Currently training BNNs still require weights in full/half precision floating point. Training a BNN with its weights in binarized form would accelerate training time and boost ML applications at the edge. This approach contrasts with the lottery ticket hypothesis, in which one would start with a larger network, find a winning ticket (model weights), followed by pruning.

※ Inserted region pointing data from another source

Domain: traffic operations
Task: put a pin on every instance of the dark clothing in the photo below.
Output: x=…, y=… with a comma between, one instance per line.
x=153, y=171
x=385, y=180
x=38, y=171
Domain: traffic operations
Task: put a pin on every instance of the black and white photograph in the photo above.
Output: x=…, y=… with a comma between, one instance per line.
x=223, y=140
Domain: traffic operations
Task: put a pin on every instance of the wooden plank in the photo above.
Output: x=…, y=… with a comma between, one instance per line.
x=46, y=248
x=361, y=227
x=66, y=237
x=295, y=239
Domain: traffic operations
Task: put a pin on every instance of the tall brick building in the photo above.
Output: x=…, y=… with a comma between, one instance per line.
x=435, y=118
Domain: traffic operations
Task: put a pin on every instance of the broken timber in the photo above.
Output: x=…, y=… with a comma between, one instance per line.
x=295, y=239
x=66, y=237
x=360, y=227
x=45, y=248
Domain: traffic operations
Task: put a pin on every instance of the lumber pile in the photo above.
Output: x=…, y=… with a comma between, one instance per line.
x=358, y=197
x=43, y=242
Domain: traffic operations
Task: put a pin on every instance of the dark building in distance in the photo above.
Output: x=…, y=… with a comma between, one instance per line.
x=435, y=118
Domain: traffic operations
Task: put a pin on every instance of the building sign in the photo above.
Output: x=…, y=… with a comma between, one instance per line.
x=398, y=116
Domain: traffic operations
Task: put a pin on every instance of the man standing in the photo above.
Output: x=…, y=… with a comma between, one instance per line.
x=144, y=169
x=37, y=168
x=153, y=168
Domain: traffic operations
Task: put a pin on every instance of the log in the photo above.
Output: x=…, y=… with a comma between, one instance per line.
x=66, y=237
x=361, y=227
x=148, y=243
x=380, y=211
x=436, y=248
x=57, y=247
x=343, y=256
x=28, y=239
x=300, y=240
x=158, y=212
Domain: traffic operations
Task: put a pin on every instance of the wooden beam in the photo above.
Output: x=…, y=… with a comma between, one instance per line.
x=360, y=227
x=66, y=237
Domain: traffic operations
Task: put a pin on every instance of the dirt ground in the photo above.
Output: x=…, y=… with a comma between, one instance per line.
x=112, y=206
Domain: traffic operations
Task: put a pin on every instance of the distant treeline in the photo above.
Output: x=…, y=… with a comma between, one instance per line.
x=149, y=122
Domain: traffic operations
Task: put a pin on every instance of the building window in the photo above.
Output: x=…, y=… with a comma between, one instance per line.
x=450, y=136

Taking inspiration from binary search trees, I experimented with a training algorithm in which we operate on a “chunk” of weights, a subset of the weights matrices. There are three options on each iteration: clear (0), set (1), or don’t touch. A greedy approach determines which option to take, based on whether the loss decreases. Emulating a learning schedule, the chunk size decreases as training progresses. In other words, in the later epochs we operate at a much finer chunk granularity.
I implemented this training algorithm in PyTorch using a recursive approach. Changing a subset of the weights matrix can be achieved in-place using ‘torch.narrow’.
The algorithm converges slower in terms of epochs compared to backpropagation, since the entire network is exercised only to change a subset of weights (as opposed to obtaining a gradient for every weight).
So far The best accuracy I was able to achieve using this BNN training method for MNIST was 27%. The lack of stochasticity made it stuck on a local minima.
One possible improvement would be to leverage the error value to introduce stochasticity into the equation. There are other ideas I’ve yet to try (after brainstorming with friends). This was done as a side project for me to familiarize with PyTorch and BNNs, and will continue developing when I could spare some time.